In addition, after determining that the decoding result of the voice to be recognized by the voice recognition module is not adopted according to the comprehensive confidence, voice recognition errors can be determined, or noise can be reduced on the voice to be recognized to optimize the voice to be recognized so as to obtain optimized voice, and then the optimized voice is continuously decoded based on the voice recognition module so as to obtain the voice recognition result.

Fig. 6 is a schematic diagram of a speech recognition system provided in the embodiment of the present invention, as shown in fig. 6, the speech recognition system may include a speech recognition module 100, a decoding confidence module 200, a noise confidence module 300, a result determination module 400, and a processing module 500, where the speech recognition module 100 is configured to decode a speech to be recognized once to determine a first candidate word of the speech to be recognized and a first word graph including the first candidate word, the decoding confidence module 200 is configured to determine a decoding output score of the speech to be recognized and a second candidate word corresponding to the speech to be recognized according to the first candidate word, and determine a decoding confidence of the speech to be recognized according to a decoding feature of each second candidate word after determining a decoding feature of each second candidate word, the noise confidence module 300 is configured to determine a noise confidence of each speech frame included in the speech to be recognized, and determine a noise confidence of the speech to be recognized according to a noise confidence of each speech frame, the result determination module 400 is configured to determine a comprehensive confidence of the speech to be recognized according to the decoding confidence of the speech to be recognized, and the noise confidence score is output, the processing module is configured to determine that the speech to be recognized when the first speech to be recognized includes a threshold value, the speech to be recognized is greater than or less than the second threshold, the speech to be recognized is determined to be recognized, and the speech to be recognized includes a threshold is greater than the threshold when the first speech to be recognized is determined to be less than the threshold value is determined to be greater than the speech to be recognized, and re-performing speech recognition based on the optimized speech.

The voice recognition system provided by the embodiment of the invention can execute the voice recognition method provided by any embodiment of the invention, and has the corresponding functional modules and beneficial effects of executing the voice recognition method.

Fig. 7 is a schematic structural diagram of a voice recognition device according to an embodiment of the present invention. The device and the voice recognition method of each embodiment belong to the same invention conception, and the details of the embodiment of the voice recognition device, which are not described in detail, can be referred to the embodiment of the voice recognition method.
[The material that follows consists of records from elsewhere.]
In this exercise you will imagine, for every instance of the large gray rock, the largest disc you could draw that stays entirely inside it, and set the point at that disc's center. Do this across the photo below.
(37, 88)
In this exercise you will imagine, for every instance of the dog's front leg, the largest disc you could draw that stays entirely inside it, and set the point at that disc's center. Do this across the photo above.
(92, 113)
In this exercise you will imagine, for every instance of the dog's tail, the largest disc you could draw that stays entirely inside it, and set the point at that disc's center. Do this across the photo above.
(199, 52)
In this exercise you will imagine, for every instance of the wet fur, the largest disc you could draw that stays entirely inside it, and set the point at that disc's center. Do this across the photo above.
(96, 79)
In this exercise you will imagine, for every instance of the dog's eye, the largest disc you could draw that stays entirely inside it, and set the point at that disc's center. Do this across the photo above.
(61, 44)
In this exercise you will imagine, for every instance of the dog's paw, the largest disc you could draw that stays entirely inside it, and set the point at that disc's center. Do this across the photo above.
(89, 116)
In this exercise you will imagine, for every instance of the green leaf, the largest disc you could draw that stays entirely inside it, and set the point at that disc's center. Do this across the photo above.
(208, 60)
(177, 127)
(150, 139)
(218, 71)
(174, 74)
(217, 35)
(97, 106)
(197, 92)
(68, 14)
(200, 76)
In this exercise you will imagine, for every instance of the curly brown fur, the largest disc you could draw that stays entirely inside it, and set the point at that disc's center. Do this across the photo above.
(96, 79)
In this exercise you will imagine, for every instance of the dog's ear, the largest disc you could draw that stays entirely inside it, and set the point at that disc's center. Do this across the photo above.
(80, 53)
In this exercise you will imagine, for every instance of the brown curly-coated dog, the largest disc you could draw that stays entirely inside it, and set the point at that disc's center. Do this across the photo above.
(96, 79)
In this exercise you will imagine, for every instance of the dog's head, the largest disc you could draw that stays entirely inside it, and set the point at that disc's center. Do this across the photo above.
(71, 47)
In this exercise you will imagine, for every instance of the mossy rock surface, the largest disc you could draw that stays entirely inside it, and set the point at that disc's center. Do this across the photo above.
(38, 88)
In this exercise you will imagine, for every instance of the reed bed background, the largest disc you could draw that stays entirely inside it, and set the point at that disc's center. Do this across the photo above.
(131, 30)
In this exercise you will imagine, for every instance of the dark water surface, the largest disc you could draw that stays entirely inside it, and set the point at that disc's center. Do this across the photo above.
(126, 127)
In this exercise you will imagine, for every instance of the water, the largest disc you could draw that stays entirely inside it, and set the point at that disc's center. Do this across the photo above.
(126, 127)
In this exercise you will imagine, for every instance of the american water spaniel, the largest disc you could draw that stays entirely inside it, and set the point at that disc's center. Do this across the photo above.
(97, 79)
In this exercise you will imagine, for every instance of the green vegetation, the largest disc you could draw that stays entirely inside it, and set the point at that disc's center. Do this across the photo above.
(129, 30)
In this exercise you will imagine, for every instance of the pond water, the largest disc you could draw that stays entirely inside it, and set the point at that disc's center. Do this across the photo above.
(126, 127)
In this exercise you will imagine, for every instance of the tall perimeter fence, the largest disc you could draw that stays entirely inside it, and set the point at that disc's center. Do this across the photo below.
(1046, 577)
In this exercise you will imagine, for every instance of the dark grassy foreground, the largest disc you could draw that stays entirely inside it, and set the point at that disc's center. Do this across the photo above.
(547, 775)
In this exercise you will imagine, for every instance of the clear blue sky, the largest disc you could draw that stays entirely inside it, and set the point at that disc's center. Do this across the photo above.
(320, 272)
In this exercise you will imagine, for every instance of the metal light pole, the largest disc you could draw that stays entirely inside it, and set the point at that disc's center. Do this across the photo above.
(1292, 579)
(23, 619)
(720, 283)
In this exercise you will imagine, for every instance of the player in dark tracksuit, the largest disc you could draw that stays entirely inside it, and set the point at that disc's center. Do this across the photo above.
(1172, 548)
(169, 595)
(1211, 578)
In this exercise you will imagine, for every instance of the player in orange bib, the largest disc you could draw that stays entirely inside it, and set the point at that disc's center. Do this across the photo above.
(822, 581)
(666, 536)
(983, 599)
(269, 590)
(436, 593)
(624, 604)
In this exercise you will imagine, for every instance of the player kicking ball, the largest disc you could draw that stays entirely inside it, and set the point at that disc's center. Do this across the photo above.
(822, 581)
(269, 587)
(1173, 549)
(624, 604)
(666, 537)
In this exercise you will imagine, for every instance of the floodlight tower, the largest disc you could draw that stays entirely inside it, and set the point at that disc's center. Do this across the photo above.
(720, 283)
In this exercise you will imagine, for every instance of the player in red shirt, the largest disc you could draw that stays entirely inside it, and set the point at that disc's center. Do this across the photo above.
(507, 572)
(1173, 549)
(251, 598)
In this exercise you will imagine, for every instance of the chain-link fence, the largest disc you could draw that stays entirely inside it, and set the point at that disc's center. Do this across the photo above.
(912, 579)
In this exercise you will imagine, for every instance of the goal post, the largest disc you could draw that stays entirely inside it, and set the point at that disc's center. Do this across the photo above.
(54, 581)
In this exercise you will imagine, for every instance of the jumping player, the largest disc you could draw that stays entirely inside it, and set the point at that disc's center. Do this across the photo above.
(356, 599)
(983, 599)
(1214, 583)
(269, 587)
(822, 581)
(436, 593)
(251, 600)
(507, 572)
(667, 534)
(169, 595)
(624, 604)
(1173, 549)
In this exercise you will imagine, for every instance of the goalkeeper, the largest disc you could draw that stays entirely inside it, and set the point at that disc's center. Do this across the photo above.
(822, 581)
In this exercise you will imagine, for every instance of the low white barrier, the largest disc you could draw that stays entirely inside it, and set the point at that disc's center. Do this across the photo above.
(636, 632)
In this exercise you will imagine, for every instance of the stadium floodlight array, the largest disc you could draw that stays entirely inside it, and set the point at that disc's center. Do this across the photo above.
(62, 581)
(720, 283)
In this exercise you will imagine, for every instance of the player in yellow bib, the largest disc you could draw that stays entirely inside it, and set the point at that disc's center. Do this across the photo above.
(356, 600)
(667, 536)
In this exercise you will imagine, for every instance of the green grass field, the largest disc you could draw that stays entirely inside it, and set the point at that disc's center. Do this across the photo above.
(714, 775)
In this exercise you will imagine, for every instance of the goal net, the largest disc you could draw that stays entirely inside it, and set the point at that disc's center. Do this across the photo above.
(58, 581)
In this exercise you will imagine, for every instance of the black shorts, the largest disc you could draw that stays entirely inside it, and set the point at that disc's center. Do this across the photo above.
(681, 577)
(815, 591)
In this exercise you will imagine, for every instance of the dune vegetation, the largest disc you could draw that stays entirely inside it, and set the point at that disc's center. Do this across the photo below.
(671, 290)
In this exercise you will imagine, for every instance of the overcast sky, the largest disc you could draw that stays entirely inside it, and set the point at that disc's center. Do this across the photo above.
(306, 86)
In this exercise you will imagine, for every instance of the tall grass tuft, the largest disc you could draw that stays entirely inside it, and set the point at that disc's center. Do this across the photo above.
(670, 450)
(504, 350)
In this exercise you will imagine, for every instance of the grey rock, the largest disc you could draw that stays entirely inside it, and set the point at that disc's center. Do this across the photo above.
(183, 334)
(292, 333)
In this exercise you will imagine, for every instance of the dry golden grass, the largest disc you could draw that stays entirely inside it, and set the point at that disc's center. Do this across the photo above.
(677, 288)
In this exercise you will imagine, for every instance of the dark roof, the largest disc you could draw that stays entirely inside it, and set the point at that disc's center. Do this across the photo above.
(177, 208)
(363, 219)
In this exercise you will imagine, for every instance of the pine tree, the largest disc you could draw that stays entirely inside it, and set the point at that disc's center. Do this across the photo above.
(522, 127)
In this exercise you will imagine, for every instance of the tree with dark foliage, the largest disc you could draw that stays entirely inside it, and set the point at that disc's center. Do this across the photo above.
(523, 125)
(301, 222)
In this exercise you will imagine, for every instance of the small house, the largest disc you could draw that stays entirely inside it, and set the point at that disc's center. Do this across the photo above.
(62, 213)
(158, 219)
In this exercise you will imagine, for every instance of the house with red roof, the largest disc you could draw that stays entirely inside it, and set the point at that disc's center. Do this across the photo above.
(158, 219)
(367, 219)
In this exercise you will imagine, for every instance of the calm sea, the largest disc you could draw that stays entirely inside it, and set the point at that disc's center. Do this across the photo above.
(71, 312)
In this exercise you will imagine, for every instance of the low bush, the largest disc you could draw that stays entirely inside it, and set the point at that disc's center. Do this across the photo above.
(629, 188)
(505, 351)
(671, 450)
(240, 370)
The specific structure of the speech recognition device is shown in fig. 7, and includes:

the decoding module 710 is configured to determine, according to a first candidate word obtained by decoding a speech to be recognized, a decoding output score of the speech to be recognized and a second candidate word corresponding to the speech to be recognized;

The decoding confidence determining module 720 is configured to determine decoding features of the second candidate words, and determine decoding confidence of the speech to be recognized according to the decoding features of the second candidate words;

the noise confidence determining module 730 is configured to determine a noise confidence of each speech frame included in the speech to be recognized, and determine a noise confidence of the speech to be recognized according to the noise confidence of each speech frame;

The execution module 740 is configured to determine a comprehensive confidence level of the speech to be recognized according to the decoding confidence level, the noise confidence level, and the decoding output score of the speech to be recognized, and determine a speech recognition result according to the comprehensive confidence level.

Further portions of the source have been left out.